O estádio Hermano Bonfim foi onde Collucci passou as lembranças mais saborosas da infância ao lado de seu avô.

Aquilo era um símbolo singular do sentimento de pertencimento que Collucci sentia, já que não tinha mais família, os amigos ausentes e a sonhada companheira o culpando por sua devoção.

O Ypiranga e o Hermano Bonfim eram as únicas coisas que acompanhavam de alguma maneira Collucci.

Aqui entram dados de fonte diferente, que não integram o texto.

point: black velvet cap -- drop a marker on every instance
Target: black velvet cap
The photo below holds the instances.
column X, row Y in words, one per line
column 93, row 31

Era a casa que ele escolhera, os amigos, a família e o amor, que se separavam. Que destruía a única coisa que mantinha a história de Collucci preservada. Um choque. Collucci perderá tudo. Estava sozinho.

Collucci foi até o quarto para pegar um lenço para enxugar os olhos. Viu a calça jogada sobre a cama. O cinto a contornava. Collucci paralisou. Abaixou-se e desprendeu a peça da tira de couro.

As lágrimas, Collucci solução enquanto enrolava o cinto no pescoço. Esticava, o líquido descia dos olhos como uma Cachoeira.

Então o locutor do rádio disse:

 - Num momento delicado da história do Ypiranga, mas esse clube centenário já mostrou em outras oportunidades a capacidade de fazer reviravoltas. São heróis. Para consolar os ypiranguenses neste momento, vamos ouvir Heroes, de David Bowie, que mostra que as coisas podem mudar de lado neste momento tão delicado.

A música tocou Collucci profundamente. Naquela hora ele notou que ainda existirão outras oportunidades. Então desabrochou o cinto. Respirou fundo. Raciocinou que precisava procurar ajuda, afinal, chegou a um extremo.

Não pensava em psicólogos, pois não imaginava encontrar um disponível naquele momento. Mas sentia que precisava contar alguém o limite ao qual chegou.

 Mas logo desistiu de ligar para algum daqueles amigos, e muito menos a Jessica, Collucci não queria mostrar indícios de que ela estaria certa.

Lembrou-se do CVV, entidade que presta auxílio para pessoas em situações parecidas com a dele.

Conectou ao site da instituição, e viu que naquele horário, já não faziam atendimento, seria necessário esperar o dia seguinte.

Mas, instantaneamente Collucci foi acometido por uma vontade de ajudar aqueles em situações como a dele, e viu no site da instituição que era possível realizar a inscrição na hora, mas devido ao horário, era necessário que guardasse o dia seguinte para obter alguma resposta.

Passou sábado, domingo, segunda, terça... Uma semana, um mês. Um ano. E a caixa de e-mails de Collucci permanecia vazia.